The users have two ways of selecting a non-QM empirical charge calculation approach from the applicable methods: they can use the automatic setup via the ‘Compute charges’ button or select a method themselves by pressing the ‘Setup computation’ button.

If the users select the calculation method themselves, they can not only choose the method, but also its parameter set where applicable (e.g. if more than one parameter set was published). On the ‘Computation settings’ web page, each approach and each parameter set are supplemented by a reference to the publication in which it was described.

If the user prefers the automatic setup, ACC II selects the approach that was documented as being the most suited from the available methods. Details about the selection process of the most suited charge calculation method are described in the ACC II online documentation (https://acc2.ncbr.muni.cz/static/manual.pdf). If the approach has more parameter sets, the one that is the most suitable for the specific input molecules is selected (e.g. a parameter set specialized on drug-like molecules is used for small organic molecules). The list of parameter sets included in ACC II is available in the Supplementary Table S2.

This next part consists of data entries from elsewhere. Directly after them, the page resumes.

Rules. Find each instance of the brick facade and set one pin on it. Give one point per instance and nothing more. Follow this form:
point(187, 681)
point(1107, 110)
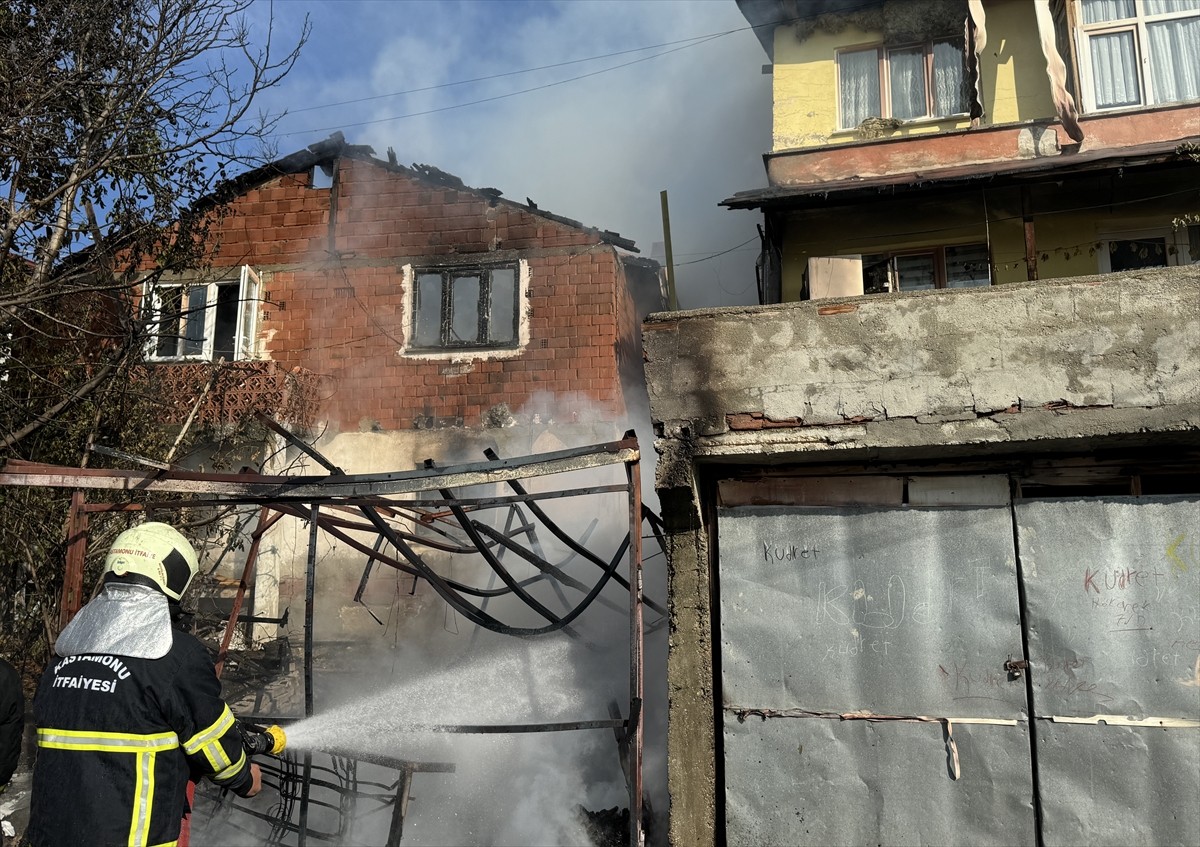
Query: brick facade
point(335, 302)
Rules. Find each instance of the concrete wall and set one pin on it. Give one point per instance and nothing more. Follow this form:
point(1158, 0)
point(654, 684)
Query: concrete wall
point(1012, 368)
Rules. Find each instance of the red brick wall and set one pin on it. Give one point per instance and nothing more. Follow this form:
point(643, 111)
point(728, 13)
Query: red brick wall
point(341, 313)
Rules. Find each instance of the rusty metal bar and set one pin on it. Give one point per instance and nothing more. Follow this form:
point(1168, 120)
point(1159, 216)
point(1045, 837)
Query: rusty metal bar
point(571, 542)
point(469, 503)
point(400, 811)
point(264, 523)
point(493, 563)
point(310, 595)
point(1031, 242)
point(77, 552)
point(319, 487)
point(538, 562)
point(636, 649)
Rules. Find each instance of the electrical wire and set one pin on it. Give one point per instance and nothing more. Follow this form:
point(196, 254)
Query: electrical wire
point(505, 96)
point(511, 73)
point(713, 256)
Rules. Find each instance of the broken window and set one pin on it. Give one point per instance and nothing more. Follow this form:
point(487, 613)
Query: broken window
point(466, 307)
point(192, 320)
point(958, 266)
point(1140, 52)
point(903, 83)
point(1133, 248)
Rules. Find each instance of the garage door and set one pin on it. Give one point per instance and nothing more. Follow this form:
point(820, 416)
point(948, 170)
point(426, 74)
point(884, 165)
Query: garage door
point(873, 689)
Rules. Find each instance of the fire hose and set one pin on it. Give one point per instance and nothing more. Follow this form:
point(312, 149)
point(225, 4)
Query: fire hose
point(258, 740)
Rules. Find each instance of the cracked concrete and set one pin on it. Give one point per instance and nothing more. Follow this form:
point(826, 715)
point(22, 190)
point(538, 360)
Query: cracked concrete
point(1045, 367)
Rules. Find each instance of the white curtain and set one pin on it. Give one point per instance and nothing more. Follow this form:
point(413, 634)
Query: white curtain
point(1098, 11)
point(1115, 70)
point(1168, 6)
point(1175, 59)
point(949, 96)
point(907, 72)
point(859, 86)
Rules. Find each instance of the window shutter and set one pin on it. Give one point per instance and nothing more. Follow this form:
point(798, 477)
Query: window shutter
point(249, 294)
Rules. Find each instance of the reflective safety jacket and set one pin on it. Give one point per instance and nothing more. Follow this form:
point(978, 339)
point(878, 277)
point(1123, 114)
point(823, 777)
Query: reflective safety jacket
point(118, 739)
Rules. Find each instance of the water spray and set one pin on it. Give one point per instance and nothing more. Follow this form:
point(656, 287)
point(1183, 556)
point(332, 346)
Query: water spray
point(258, 740)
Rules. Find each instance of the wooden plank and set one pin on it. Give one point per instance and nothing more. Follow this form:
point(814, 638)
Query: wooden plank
point(316, 487)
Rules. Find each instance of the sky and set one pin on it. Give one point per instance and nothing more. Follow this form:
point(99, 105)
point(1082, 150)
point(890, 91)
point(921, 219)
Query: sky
point(643, 96)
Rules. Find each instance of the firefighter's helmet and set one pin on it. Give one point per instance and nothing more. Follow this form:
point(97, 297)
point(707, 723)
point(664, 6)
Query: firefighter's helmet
point(157, 551)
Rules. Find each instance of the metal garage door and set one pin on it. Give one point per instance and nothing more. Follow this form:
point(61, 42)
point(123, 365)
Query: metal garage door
point(865, 691)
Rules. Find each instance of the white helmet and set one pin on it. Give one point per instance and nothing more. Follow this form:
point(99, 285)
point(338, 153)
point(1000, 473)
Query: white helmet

(iv) Executing the selected method. The selected charge calculation approach is executed on the backend for each input molecular structure. Each computation on the backend has two inputs: A user-provided molecular structure and the selected parameter set. If the approach integrates cutoff and cover methods for solving a linear equation system and the molecular structure has >20 000 atoms but <80 000 atoms, the cutoff method is utilised. If the number of atoms is equal to or higher than 80 000, the cover method is utilised.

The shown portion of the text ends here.